La mayor parte de su existencia había transcurrido al aire libre, sin otro techo que el cielo ni otro lecho que el suelo, y por ello, el encontrarse allí, balanceándose suavemente sobre una hamaca en el interior de una abovedada nave, era casi tanto como regresar al vientre de su madre, que era el único lugar del mundo en el que se había sentido protegido.
Desde el mismo momento en que distinguió por primera vez la luz del sol este pareció haberle tomado un desmesurado afecto puesto que le seguía a todas partes.
Incluso en aquellos momentos se encontraba allí, buscándolo por entre las cuadernas o las grietas de la tablazón de cubierta como si estuviera exigiéndole que abandonara su escondite y saliera de una vez adonde pudiera contemplarlo a sus anchas.
No obstante, antes de que el canario se decidiera a hacerlo comenzó a llover, primero mansamente, al poco tiempo con inusitada furia, y ello le dio una nueva razón para continuar acurrucado en su rincón contemplando un techo que no tardó en comenzar a gotear.
Estaba asustado y no sintió el menor empacho en reconocerlo, porque desconocía a qué o quién debería enfrentarse cuando abandonara su precario refugio, y a lo que en verdad temía no era a morir, que eso era algo para lo que siempre había estado preparado, sino a no volver a ver a sus seres queridos.
Resulta hasta cierto punto sencillo demostrar valor cuando se es joven y nadie te espera en ninguna parte; resulta fácil y a menudo incluso divertido, pero a medida que la vida avanza y se va llenando de afectos, ese valor disminuye en la misma proporción en que crecen los hijos.
¿Quién les contaría a sus seis hijos divertidas anécdotas a la luz de la hoguera?
¿Quién les relataría cada detalle de los mil duelos del valiente capitán Alonso de Ojeda?
¿Quién les hablaría de aquel fabuloso Gran Kan que con tanto afán buscaba el Almirante?
Para el gomero, al igual que para la mayoría de cuantos viajaban a bordo de «La Santa María», el Gran Kan debía ser un anciano muy alto, de luenga barba negra y cubierto de oro de los pies a una noble cabeza que se tocaba con una increíble corona cuajada de esmeraldas, cuya mayor diversión se cifraba en lanzar a cuantos se le aproximaban puñados de gruesos diamantes que extraía de un arcón que parecía no tener fondo.

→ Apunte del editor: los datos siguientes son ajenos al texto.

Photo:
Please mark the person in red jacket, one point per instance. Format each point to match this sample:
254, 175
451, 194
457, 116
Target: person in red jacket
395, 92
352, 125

Esa era al menos la descripción que corría de boca en boca, y por el simple hecho de comprobar su veracidad valía la pena arriesgar la vida atravesando el océano y enfrentándose a los monstruos más feroces, fueran marinos o fueran terrestres.
Según Colón, el Gran Kan estaba aguardándolos en la otra orilla, con los brazos abiertos y ansiado darles la bienvenida como a los heroicos marinos que habían sabido abrir una ruta más corta entre Oriente y Occidente, lo que sin duda redundaría en beneficio de la paz mundial y del bienestar de todos los pueblos de la Tierra, que partir de aquel momento podrían comerciar libremente.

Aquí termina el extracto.